22/06/2026.- Salta al Instante.- Foto portada: Ilustrativa.
La crisis laboral sigue dejando huellas profundas en Salta y los números difundidos por el Centro de Economía Política Argentina (CEPA), en base a datos oficiales de la Superintendencia de Riesgos del Trabajo (SRT), encendieron todas las alarmas. Durante los primeros 28 meses de gestión del presidente Javier Milei, la provincia perdió 364 empleadores registrados y 8.869 puestos de trabajo formales, una situación que golpea de lleno a miles de familias salteñas.
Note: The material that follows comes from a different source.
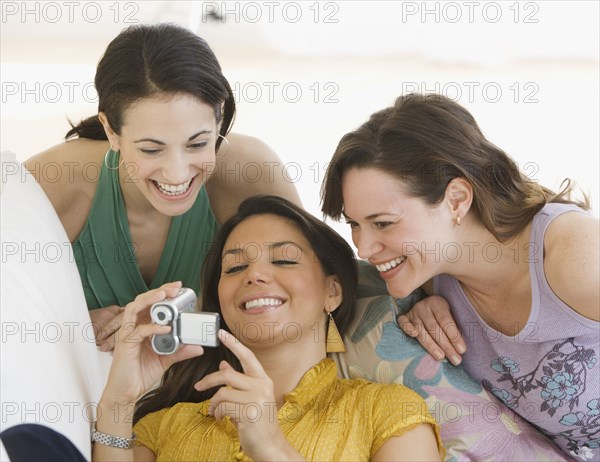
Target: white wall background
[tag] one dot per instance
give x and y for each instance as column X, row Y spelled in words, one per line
column 305, row 73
Los datos revelan que entre noviembre de 2023 y marzo de 2026 la cantidad de empleadores cayó de 9.041 a 8.677, lo que representa una retracción del 4% en el entramado productivo provincial. Detrás de cada número hay comercios que bajaron sus persianas, emprendimientos que no lograron sobrevivir al complejo escenario económico y empresarios que debieron reducir o cerrar sus actividades.
El comercio fue, por lejos, el sector más castigado. Solamente en esta actividad desaparecieron 267 empleadores durante el período analizado. También sufrieron fuertes pérdidas los rubros vinculados a la gastronomía y el alojamiento, con 65 empleadores menos, además del transporte y almacenamiento, que perdió otros 47.
Pero el golpe no terminó allí. La cantidad de trabajadores registrados pasó de 255.905 a 247.036 personas, una caída del 3,5% que equivale a 8.869 empleos menos en la provincia. El informe muestra una tendencia sostenida de deterioro que afecta a numerosos sectores de la economía formal.
La construcción aparece como el gran símbolo de la crisis laboral. El sector perdió 4.949 puestos de trabajo y registró una caída del 29,1%, convirtiéndose en la actividad más afectada de toda la economía salteña. Detrás aparecen el transporte, con 1.405 empleos menos; el comercio, con una pérdida de 1.061 trabajadores; y la gastronomía, que vio desaparecer 848 puestos laborales.
Los números también muestran que las pequeñas y medianas empresas fueron las más perjudicadas. De los 364 empleadores perdidos, 360 correspondían a firmas de hasta 500 trabajadores, es decir, el 98,9% del total. Este dato refleja que el impacto de la recesión golpeó especialmente a quienes generan empleo local y sostienen gran parte de la actividad económica provincial.
Aunque algunos sectores como minería, agricultura e información y comunicaciones lograron crecer, el balance general continúa siendo negativo. El informe concluye que los principales indicadores del empleo formal muestran un marcado retroceso en Salta desde fines de 2023 hasta marzo de 2026, con menos empresas activas y miles de trabajadores fuera del mercado laboral registrado.
Mientras los números siguen acumulando pérdidas, la preocupación crece entre trabajadores, comerciantes y empresarios. La pregunta que sobrevuela en toda la provincia es cuánto más podrá resistir el tejido productivo salteño antes de que el impacto social se profundice aún más.